In her class, everyone got to be
An artist and a perfect marksman.’
You meet the unconditional love for that one favourite teacher, whom we have all had in our schooldays, whose spoken and unvoiced words were sacred. Later in the ‘Queen of the Balcao,’ you have the beats of a rapper strung together. But in“Migrating to Goa” she takes you on a journey to a place she now calls home. The Last Ride Before The Monsoon’ has her:
‘We count churches like daughters —
Santa Monica, Basilica Nossa Senhora do Monte,
Aldona, Brittona: Our Lady of the Rock…’
The poet writes with ease about her inhibitions and the pain of growing up with bumps and scraps and the smell of anti-septic that permeates the air teaching you the sound of comfort and coming home. On display is a strong bonding with her family that bubbles to the surface from most of her work even as she seems to find motivation to express herself in verse. Again and again, her parents turn up in her poems like The Heart of a Mango or in We Are a Few Burials Overdue. Her love for her sibling is apparent in “In Search of Lice and Love.” Her grandmother comes alive as in:
Equipped:
‘My grandmother closes the wide yawn of the tongs around the crab’s green-blue back and carries it,
all four legs still parting in the air, and drops it into boiling water, wiping the sweat off her brow with the edge of her saree.’

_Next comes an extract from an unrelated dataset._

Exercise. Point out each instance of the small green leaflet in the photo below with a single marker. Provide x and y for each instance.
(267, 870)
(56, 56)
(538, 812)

You shall find in Urvashi a wilful restraint, like Emily Dickenson’s desire of not wandering too far beyond the garden gates as she writes of her childhood, her adolescence, her moving to Goa and Mumbai, picking up anecdotes from her life and transmuting them into verse. Terrarium springs new surprises every now and then, but firmly yoked to what is around the young poet. Despite the rap-like structure of some of her poems, they do not turn into a monotonous listing of a telephone directory that Walt Whitman’s work sometimes tends to be. The triumph of things ‘not done’ find celebration in ‘The Meaning of Family.’ Like a spool running again and again to the beat of how you don’t care about some things but that is what makes life worth living.
She has fun too as in Marrow: A Love Story:
‘Do you think I am joking? Yes this is the age
When people in my family get married.’
Stirring memories of her mountain home is Rain Like That Comes Only Once. It is a recurrent theme in her poems where she hears her father recalling the sound of the mountain torrents breaking loose as the Alaknanda in spate booms through the mountains just outside his window in the complete darkness of his upstair rooms. It returns to haunt him in the far from the hills where he has made his new home. Add this blend a unique book cover designed by Alisha Dutt Islam and you have a book that makes for a great read. Go get yourself a copy. Well worth it! Anytime!